The easiest way to deal with this would be to stop speaking of an estimate for facet score reliability. It would be more correct to speak of the reliability of the facet score plus the trait influence whenever using Cronbach alpha. More practical ways could be to use other estimates such as McDonald’s omega (Ziegler & Brunner, 2016). This, however, could yield reliability estimates rendering facet scores practically useless (Brunner & Süß, 2005). While this might seem devastating at first, it just stresses the importance of obtaining test-retest correlations, which might not only be better but also seem to be more consequential for the validity of a score interpretation (McCrae, 2015; McCrae et al., 2011).

Facets and Construct Validity

In order to provide evidence for construct validity it is customary to show convergent and discriminant correlations for the scores derived from a measure (Campbell & Fiske, 1959; Ziegler, 2014). As expressed by the equation above, items forming a facet scale within a hierarchically organized model should contain two systematic sources of variance, i.e. trait variance and facet specificity. Therefore, for scores from facetted measures, construct validity has to be shown for both sources. Convergent validity evidence for trait scores can be a tricky business (Miller, Gaughan, Maples, & Price, 2011; Pace & Brannick, 2010) because of the many different ways traits are being interpreted (Ziegler, Booth, & Bensch, 2013). However, paying attention to differences due to test family, such evidence can be obtained easily. Such ease is harder to find when trying to provide convergent validity evidence for facet score interpretations.

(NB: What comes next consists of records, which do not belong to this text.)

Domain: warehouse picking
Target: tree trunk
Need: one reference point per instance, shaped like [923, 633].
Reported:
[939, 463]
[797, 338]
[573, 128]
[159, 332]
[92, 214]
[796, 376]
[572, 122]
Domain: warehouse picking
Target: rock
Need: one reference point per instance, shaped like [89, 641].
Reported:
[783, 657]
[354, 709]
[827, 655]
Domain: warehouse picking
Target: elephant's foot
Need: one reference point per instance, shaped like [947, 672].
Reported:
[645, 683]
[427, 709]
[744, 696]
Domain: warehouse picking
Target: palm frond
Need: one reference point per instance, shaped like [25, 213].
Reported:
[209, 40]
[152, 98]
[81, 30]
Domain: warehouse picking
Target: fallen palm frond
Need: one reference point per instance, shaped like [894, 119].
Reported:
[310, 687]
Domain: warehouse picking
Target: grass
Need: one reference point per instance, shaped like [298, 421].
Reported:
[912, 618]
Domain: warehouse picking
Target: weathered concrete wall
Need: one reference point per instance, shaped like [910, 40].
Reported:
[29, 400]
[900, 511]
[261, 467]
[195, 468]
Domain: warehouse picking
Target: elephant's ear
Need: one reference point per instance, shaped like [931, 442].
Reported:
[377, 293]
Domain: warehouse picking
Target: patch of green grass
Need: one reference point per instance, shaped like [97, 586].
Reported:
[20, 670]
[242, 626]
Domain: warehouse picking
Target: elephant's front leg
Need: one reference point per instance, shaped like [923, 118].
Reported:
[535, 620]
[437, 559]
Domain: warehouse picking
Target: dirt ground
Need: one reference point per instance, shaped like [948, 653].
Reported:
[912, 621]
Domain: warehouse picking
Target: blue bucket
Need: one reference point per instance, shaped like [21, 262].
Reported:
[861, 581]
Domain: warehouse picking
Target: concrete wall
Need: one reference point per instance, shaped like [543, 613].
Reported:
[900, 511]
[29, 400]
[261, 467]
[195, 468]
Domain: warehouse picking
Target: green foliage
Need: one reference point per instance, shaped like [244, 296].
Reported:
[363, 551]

Since there is no generally agreed upon facet framework for most traits, finding convergent measures is complicated. In case of the Big Five a recent paper by Woods and Anderson (2016) could pave the way for such a framework. In any case, evidence for the convergent validity of facet score interpretations requires a detailed definition of the nomological net of the facet, the trait, and also the other facets within the trait as outlined above. Ideally, the nomological net for hierarchically structured multifaceted traits should also contain information regarding neighboring or overlapping constructs (and their facets). This seems to be the only way to theoretically justify the selection of convergent facet measures. Admittedly, this is a high bar to cross. Still, the effects could be a slimming cure for such models.

Even more important seems evidence regarding discriminant validity. There are at least two general pitfalls: (1) facet specificity is not distinct from the specificity of other facets within the same or related traits, (2) facet specificity is not really part of the trait’s nomological network but captures a different trait altogether.

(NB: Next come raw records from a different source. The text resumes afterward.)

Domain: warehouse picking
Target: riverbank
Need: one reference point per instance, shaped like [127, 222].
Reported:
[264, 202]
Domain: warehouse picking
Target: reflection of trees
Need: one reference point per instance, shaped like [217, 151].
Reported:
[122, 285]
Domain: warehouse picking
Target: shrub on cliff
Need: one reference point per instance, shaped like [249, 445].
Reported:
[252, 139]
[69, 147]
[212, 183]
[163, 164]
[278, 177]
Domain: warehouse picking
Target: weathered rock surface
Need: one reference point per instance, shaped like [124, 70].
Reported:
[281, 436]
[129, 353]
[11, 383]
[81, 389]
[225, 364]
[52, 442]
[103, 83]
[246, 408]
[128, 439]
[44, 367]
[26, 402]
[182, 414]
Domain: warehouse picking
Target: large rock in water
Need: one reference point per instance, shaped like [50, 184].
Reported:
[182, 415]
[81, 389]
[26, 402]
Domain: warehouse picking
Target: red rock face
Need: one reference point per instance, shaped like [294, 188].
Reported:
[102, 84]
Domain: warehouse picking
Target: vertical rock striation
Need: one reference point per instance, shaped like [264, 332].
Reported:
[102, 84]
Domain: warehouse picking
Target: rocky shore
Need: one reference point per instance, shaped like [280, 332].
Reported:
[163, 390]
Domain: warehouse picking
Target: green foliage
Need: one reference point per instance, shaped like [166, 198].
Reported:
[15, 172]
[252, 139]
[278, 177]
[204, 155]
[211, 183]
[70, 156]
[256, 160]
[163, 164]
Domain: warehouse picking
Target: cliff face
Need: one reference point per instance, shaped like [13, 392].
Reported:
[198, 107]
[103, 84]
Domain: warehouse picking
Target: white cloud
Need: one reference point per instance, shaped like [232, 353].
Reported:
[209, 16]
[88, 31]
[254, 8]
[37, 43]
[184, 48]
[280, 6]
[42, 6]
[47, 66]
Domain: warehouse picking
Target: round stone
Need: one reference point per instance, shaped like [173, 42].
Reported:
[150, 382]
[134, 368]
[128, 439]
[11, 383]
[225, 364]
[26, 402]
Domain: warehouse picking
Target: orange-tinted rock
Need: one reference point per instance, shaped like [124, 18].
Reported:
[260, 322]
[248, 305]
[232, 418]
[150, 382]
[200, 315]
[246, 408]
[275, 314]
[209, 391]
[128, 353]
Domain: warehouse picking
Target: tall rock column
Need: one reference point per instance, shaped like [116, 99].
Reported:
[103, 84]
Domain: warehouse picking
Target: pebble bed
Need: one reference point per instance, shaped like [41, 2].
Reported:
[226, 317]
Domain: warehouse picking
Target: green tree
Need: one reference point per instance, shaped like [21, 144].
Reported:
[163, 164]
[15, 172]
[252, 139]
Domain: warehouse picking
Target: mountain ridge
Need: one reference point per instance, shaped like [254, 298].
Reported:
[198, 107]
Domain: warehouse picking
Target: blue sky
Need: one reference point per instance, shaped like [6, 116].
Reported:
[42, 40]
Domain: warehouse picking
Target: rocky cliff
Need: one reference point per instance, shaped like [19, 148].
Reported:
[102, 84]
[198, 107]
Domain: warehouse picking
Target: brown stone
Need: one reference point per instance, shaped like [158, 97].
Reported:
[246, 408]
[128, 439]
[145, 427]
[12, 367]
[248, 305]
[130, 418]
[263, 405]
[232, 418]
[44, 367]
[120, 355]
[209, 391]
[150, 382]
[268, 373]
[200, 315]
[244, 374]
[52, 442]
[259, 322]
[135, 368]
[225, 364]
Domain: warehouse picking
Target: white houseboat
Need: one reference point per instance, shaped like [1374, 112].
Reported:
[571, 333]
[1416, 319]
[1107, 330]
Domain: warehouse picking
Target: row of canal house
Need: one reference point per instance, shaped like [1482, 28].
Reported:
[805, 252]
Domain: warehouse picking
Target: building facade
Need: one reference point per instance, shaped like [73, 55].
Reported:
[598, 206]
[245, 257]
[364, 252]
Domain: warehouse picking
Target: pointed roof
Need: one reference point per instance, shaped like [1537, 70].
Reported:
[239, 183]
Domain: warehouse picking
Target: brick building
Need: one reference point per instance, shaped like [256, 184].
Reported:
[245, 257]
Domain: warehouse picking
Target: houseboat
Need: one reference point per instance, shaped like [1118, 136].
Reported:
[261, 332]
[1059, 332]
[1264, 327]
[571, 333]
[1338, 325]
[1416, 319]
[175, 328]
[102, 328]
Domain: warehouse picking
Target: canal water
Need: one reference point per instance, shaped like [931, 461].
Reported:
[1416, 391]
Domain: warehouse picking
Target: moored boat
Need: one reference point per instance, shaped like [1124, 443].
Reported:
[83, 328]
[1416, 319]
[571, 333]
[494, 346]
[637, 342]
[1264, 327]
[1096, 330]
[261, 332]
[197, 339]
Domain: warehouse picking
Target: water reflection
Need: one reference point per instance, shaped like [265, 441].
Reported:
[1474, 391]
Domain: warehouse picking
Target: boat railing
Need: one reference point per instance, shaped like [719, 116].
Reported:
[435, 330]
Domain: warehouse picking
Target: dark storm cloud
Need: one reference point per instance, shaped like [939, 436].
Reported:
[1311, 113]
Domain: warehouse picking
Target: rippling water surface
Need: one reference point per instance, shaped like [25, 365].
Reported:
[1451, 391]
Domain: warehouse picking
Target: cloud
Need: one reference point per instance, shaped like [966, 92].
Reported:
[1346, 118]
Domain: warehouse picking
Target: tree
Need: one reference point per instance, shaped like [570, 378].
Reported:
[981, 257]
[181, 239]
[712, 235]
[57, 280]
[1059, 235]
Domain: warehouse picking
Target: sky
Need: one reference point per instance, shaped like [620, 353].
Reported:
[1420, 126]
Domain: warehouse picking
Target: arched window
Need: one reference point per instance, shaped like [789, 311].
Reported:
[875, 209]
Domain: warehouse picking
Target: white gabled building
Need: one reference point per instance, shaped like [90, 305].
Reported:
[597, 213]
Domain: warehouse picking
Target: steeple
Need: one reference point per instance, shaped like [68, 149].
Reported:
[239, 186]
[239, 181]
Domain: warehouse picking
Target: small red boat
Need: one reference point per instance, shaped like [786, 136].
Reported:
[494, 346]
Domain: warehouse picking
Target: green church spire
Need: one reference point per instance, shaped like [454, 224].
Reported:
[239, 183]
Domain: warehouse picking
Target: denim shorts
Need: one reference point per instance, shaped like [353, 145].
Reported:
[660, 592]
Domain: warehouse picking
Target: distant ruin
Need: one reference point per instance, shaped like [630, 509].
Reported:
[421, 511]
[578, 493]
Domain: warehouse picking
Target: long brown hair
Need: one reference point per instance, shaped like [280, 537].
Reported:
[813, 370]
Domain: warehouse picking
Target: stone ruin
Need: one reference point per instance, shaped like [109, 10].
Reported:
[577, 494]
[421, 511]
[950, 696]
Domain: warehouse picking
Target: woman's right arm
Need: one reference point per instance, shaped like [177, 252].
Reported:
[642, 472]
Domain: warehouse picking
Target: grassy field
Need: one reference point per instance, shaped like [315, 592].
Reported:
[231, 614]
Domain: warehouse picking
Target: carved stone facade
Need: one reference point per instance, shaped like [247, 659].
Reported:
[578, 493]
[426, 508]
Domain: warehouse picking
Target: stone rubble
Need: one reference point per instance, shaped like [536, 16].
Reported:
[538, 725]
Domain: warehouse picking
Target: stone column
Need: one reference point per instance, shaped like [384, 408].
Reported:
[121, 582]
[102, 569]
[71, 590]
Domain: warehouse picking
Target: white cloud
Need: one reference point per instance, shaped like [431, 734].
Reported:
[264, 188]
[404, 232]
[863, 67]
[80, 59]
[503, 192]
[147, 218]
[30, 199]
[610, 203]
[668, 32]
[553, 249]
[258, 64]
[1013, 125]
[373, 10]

The first pitfall, that is, facet specificity which is correlated with the specificity of another facet within the same trait or a related one has been acknowledged early. Costa and McCrae (1995b) for example admitted that the correlations between their FFM scores might be due to lacking discriminant validity of some of the facets. Thus, the problem has been known for a while and different solutions have been proposed. Most of these solutions somehow rely on factor analytical methods. It has to be noted that distinguishing the facets within one trait should already be regarded as evidence for discriminant validity. Here it has to be stated that confirmatory approaches such as structural equation modeling seem to be mandatory at the final stage of the validation process. Additionally, if such models only contain facets from one trait, the problem of facet specificity not being unique to one trait but also being present in facets of other traits (pitfall 1) cannot be detected. Thus, it is important to test models containing more than one trait and its facets (e.g., Beauducel & Kersting, 2002).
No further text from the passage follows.